Slashdot Mirror


The Juniper VPN Backdoor: Buggy Code With a Dose of Shady NSA Crypto (csoonline.com)

itwbennett writes: Security researchers and crypto experts now believe that a combination of likely malicious third-party modifications and Juniper's own crypto failures are responsible for the recently disclosed backdoor in Juniper NetScreen firewalls. 'To sum up, some hacker or group of hackers noticed an existing backdoor in the Juniper software, which may have been intentional or unintentional — you be the judge!,' Matthew Green, a cryptographer and assistant professor at Johns Hopkins University wrote in a blog post. 'They then piggybacked on top of it to build a backdoor of their own, something they were able to do because all of the hard work had already been done for them. The end result was a period in which someone — maybe a foreign government — was able to decrypt Juniper traffic in the U.S. and around the world. And all because Juniper had already paved the road.'

4 of 61 comments (clear)

  1. Well, like my papa used to say by penguinoid · · Score: 5, Insightful

    Never attribute to a National Security Letter what can adequately be explained by incompetence. Or was it something else?

    --
    Don't waste your vote! Vote for whoever you want, unless you live in a swing state it won't matter anyways
  2. Well, like James Comey used to say by q4Fry · · Score: 4, Funny

    This isn't a "backdoor," it's an officially sanctioned terrorist detector.

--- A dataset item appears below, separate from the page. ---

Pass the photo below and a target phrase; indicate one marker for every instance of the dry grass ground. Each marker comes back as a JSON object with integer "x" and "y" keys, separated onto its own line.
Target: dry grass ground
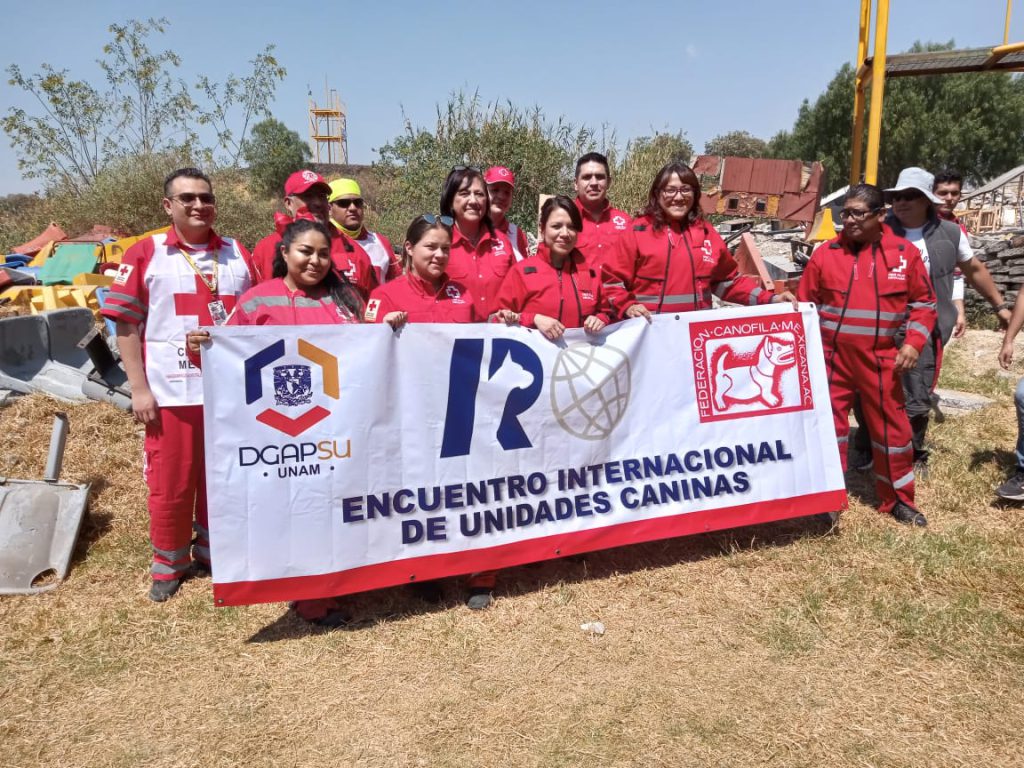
{"x": 775, "y": 645}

  3. This is why by s.petry · · Score: 5, Interesting

    The demands for "Government Backdoor to All Encryption" need to stop! Installing a back door makes it available for _EVERYONE_, not just some agency which may or may not have a warrant. Not that we _will_ see it stop, just that it should.

    --

    -The wise argue that there are few absolutes, the fool argues that there are no probabilities.

  4. This is getting crazy by Anonymous Coward · · Score: 4, Insightful

    This isn't the first excellent post by Matthew Green. His other on ECC was also informative and scary.

    Juniper equipment manages industrial control systems, (like the kind used in nuclear power plants) and we rely on encryption for every part of our online experience - not to mention classified data that presumably protects Americans. The passive collection of VPN data Mr. Green suggests probably happened, and the active exploitation of equipment Snowden revealed by the NSA is a much bigger story than collecting phone records ever was.

    The infosec community making fun of Hillary for suggesting a manhattan project for encryption is funny, but this underlines a serious lack of understanding by too many people in high places.